Proibição em escolas do romance de Jeferson Tenório, repercute nas redes sociais e faz aumentar vendas da obra
Por Mayara Brito do Nascimento

Jeferson Tenório, autor de O Avesso da Pele. Foto: Divulgação
Muito se fala sobre a censura de O Avesso da Pele, de Jeferson Tenório. O livro foi retirado das prateleiras de escolas dos estados do Rio Grande do Sul, Paraná e Goiás no começo de março deste ano.
Vencedora do Prêmio Jabuti de 2021, a obra denuncia a violência policial no contexto brasileiro e a sexualização de corpos negros, além de outros temas. É importante destacar também a relevância das redes sociais no impacto da notícia e no aumento das vendas, que subiram em mais de 1400%, tornando o romance o mais vendido do Brasil no mês de março.
A princípio, o livro tem sido perseguido pela censura desde sua publicação, em 2020. Porém, naquela época não houve uma campanha tão gritante como essa.
“O Avesso da Pele” ganhou destaque principalmente através da ação de jornalistas pretos no mercado editorial, como afirma Dayhara Martins, mestranda em Estudos Literários pela UEM, redatora publicitária e criadora de conteúdo sobre narrativas do horror negro, há mais de 14 anos trabalhando com a internet.
“Este movimento de falar especificamente sobre a censura nasceu de um grupo de pessoas que têm consciência do problema de censurar um livro e, principalmente, uma ciência do problema de silenciar pessoas pretas”, diz ela, que também fez uma análise das masculinidades negras e a simbologia da raça na própria obra de Tenório em sua tese de TCC.

Dayhara Martins, criadora de conteúdo literário (@dayharabooks). Foto: Divulgação/Mayara Brito.
Juliana Santini, professora do curso de Letras da Unesp de Araraquara e atuante na área de pesquisa sobre a narrativa brasileira contemporânea, afirma também que existe um discurso que supervaloriza temas como sexo e sexualidade, mas de forma que o distorce e apaga outras questões mais importantes.
“A tentativa de censura do livro está fundamentada na recusa da grande parte conservadora da sociedade brasileira em debater o modo como o racismo se constituiu, se constitui e se espraia nos diferentes níveis do cotidiano”, explica.

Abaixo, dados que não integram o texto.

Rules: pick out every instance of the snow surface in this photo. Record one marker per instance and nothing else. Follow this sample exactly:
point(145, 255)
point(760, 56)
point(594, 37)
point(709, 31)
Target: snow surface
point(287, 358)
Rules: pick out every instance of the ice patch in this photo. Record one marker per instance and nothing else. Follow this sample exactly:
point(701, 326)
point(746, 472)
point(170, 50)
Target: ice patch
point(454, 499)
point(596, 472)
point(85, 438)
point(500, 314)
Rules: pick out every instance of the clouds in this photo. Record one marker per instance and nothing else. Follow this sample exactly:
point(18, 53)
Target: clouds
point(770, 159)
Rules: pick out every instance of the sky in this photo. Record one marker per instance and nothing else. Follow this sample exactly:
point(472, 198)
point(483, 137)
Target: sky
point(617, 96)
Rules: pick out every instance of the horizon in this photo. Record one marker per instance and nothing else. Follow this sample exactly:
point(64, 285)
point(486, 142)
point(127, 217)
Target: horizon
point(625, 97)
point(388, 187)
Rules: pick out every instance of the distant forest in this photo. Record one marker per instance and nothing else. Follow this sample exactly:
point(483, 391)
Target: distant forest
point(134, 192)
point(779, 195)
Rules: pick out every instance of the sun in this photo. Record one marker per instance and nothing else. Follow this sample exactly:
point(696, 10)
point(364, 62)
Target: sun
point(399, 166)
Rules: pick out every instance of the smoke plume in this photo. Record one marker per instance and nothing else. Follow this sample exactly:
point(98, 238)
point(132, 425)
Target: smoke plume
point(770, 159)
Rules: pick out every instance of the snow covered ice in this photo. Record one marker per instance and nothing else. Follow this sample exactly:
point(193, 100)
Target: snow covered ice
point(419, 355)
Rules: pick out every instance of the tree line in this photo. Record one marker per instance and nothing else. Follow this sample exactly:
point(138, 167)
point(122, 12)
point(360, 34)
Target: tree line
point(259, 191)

Juliana Santini, docente do curso de Letras da Unesp Araraquara. Foto: Divulgação/Leitores Vivos – UFMS
O impacto nas redes
Segundo informações da loja virtual Amazon, o romance se tornou o mais vendido do país em março de 2024, e muito disso se deu na divulgação em massa de criadores de conteúdo literário.
“Felizmente a gente chegou num período em que quando um livro é tirado ou censurado, chama muito mais a atenção e aí as buscas aumentam. [Antes] A gente não tinha uma comunicação tão rápida, e não tinha veículos de notícias que se preocupassem com uma apuração tão direta”, conta Dayhara.
Como criadora de conteúdo, Dayhara fala sobre o papel do influencer na divulgação da notícia. “Foi uma das poucas vezes que vi uma junção de pessoas trabalhando em coletivo de uma forma muito bonita”, afirma ela.

Dayhara em vídeo sobre a capa de O Avesso da Pele, que já conta com mais de 135 mil visualizações. Foto: Dayhara Martins/@dayharabooks.
A redatora acredita que a censura contribui para o apagamento social de pautas e obras como O Avesso da Pele, mas também argumenta que atualmente existem ainda outras formas de invisibilizar as narrativas de pessoas negras. “Nos tirando toda a humanidade e deixando apenas a raça”, aponta.
Dayhara enfatiza ainda a cobrança e o comprometimento por mais diversidade e por mais publicações de autores nacionais e não brancos. “[Esquecemos que] Editoras ainda são empresas, o objeto livro faz parte de um mercado e ainda é uma mercadoria”, destaca.